Siesta Key Monday, Jan. 23, 2012 3 years ago


by: Rachel Brown Hackney Managing Editor

Libby Sloan has had a fascinating life, especially when it comes to the culinary arts. Sloan has lived in France for 41 years and started one of the first cooking schools outside of Paris in Lyon in 1979, Les Gastronomes de Paris, with some of the top chefs in the region teaching regional recipes to expatriates in the kitchens of their own restaurants. The school is still in existence today. In 1990 she returned to Paris where she taught French cooking in her own home for 17 years. Sloan has been coming to Sarasota for more than 50 years and has been a resident of south Siesta Key for the past 12 years.

Gougères are from the Burgundy region of France.
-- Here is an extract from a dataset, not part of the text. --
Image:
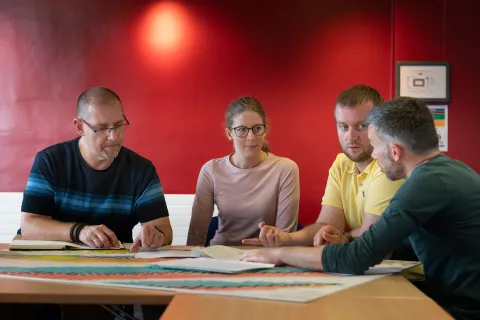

A perfect gougère is a lovely bite-size round mound of choux pastry mixed with tasty cheese; it has a gorgeous golden crust and a tender light interior. Gougères date back to medieval times but became popular in the 18th century served during wine tastings. They are a perfect pairing with a good Burgundy wine before dinner.

Cheese Puffs from Burgundy
(Makes about 40 to serve with drinks)

4 large eggs
1 cup & 2 tablespoons (130 g) pre-sifted flour
8 1/2 tablespoons (120 g ) butter
3/4 to 1 cup (60g) & about 1/2 cup (20 g) (for sprinkling on top) grated cheese (gruyère or emmenthal or Swiss cheese)
2 to 3 tablespoons grated parmesan cheese
1/2 teaspoon salt

1. Put a piece of parchment paper on a cookie sheet.
2. Mix the salt, butter and 1 cup (250 ml) water in a saucepan. Bring to a boil, stirring constantly.
3. Rapidly remove the pan from the heat and add all the flour at once. Beat well with a wooden spoon or silicone spatula to create a smooth dough. Reheat about 1 minute over a medium heat to dry out the mixture just a bit. Keep stirring the whole time.
4. Put the dough in the bowl of an electric mixer or food processor. Add the eggs one at a time and the 1 cup (60g) cheese. Mix well until the eggs and cheese are thoroughly mixed into the dough. The dough can be made up to 5 hours ahead of time, but do not refrigerate. Cook at the last minute for best results. The gougères puff up best when the dough is still warm..
5. Using a spoon, squeeze onto a cookie sheet into mounds of about 1 inch or slightly less in diameter.
6. Sprinkle the tops with the remaining grated cheese and 2-3 TB of parmesan cheese. Bake in a hot oven at 425ºF for about 13-14 minutes ( this time is in a convection oven; it could be slightly longer in a traditional oven). Puffs should be golden. I always cook them an extra minute once they are golden. If they are not cooked enough, they will fall flat when cooling!

NOTE: Surprisingly, these can be frozen on a cookie sheet with the cheese on top. To cook, put frozen as is in a preheated oven for 15-17 minutes.